European Diplomacy in the 21st Century
Full course description
This course addresses Europe as a whole to include both the level of national and EU-based diplomacy. In comparison to EUS2011, which is an introduction to the institutional set up and actorness of the EU as Foreign and Security Policy player in the world, this course goes a step further to study the transformation of European diplomacy in 21st century and its application to resolve contemporary security challenges. While the case studies in EUS2011 focus on either how a particular mechanism operates (the COREU network) or on EU foreign policy action in a single policy domain (e.g. trade, defence), the course EUS3022 focuses on contemporary challenges cutting across policy domains and the embedding of EU diplomacy in global politics.

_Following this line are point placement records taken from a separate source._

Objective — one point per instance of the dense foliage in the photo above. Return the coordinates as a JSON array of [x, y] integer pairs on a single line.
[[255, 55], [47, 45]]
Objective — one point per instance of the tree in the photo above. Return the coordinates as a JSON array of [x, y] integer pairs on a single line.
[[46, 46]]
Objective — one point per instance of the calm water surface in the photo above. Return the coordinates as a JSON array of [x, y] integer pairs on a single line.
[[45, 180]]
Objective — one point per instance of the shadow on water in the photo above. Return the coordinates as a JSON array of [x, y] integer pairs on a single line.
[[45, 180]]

In this way EUS3022 offers deeper conceptualization and application of diplomatic tools to reslove contemporary challenges. The course builds on four guiding questions:
What is diplomacy: how has diplomacy been traditionally defined and understood in the past, and how does this differ from the leading ideas of today? What conceptual frameworks can we apply to understand the new practices of diplomacy in a changing world characterized by technological change (digitalization, social media) and the increasing role of non-state actors (civil society, TNCs, expert bodies)?

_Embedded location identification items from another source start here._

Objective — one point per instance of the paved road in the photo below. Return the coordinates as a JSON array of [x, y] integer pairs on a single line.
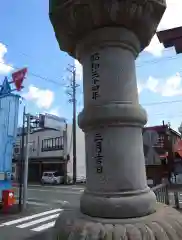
[[45, 203]]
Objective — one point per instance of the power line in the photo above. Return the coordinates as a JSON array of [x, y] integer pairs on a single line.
[[159, 103]]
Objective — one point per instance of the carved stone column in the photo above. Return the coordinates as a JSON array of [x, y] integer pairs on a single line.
[[106, 37], [112, 120]]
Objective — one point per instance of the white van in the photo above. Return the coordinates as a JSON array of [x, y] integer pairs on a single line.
[[52, 178]]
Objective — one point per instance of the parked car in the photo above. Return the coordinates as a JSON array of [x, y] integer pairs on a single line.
[[52, 178]]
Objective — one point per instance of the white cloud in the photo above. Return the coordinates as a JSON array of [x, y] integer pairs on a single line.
[[171, 18], [55, 111], [171, 87], [4, 68], [43, 98], [155, 47]]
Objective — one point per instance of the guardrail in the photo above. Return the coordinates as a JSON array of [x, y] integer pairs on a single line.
[[162, 194]]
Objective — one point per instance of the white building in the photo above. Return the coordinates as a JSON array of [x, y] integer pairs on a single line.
[[49, 149]]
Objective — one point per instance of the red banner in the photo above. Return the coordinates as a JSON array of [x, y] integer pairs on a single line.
[[18, 78]]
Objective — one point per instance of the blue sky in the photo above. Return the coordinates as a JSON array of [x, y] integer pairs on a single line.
[[27, 39]]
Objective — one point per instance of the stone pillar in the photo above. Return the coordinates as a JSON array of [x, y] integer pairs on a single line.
[[112, 120], [106, 36]]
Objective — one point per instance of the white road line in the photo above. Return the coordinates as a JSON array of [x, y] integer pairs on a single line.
[[37, 203], [37, 221], [43, 227], [61, 202], [31, 217]]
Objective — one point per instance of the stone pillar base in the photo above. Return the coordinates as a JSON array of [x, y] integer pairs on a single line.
[[164, 224]]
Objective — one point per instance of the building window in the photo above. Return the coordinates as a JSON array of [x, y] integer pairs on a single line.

Who are the actors in European diplomacy: What types of actors are engaged in practicing diplomacy in Europe today? How do different conceptual lenses allow us to identify different sets of actors on different levels?
How does European diplomacy work today – what are the instruments of ‘the craft’ in current European affairs, and through which mechanisms do they work? A basic distinction can be made here between coercive tools such as sanctions and conditionalities, and softer measures such as public diplomacy and policy dialogues. The use and effectiveness of these instruments is likely to change in line with development disused under point 1 above.
How is European diplomacy applied today - Case studies: a number of issue areas are conceivable, the focus of which could change over future editions of the course. Examples are migration; energy security; cyber security and hybrid threats; social media and the digitalization of society; environmental degradation and climate emergency; trade disputes; terrorism; democratic backsliding in Europe, etc. Each year, three to four topics should be covered.
After learning about concepts, actors, and instruments, students will analyse specific case studies that bring together these elements and allow the practical application of knowledge. In doing so, students apply and deepen the knowledge acquired in the previous courses on International Relations (EUS1015) and on institutions and decision-making in EU foreign policy (EUS2011).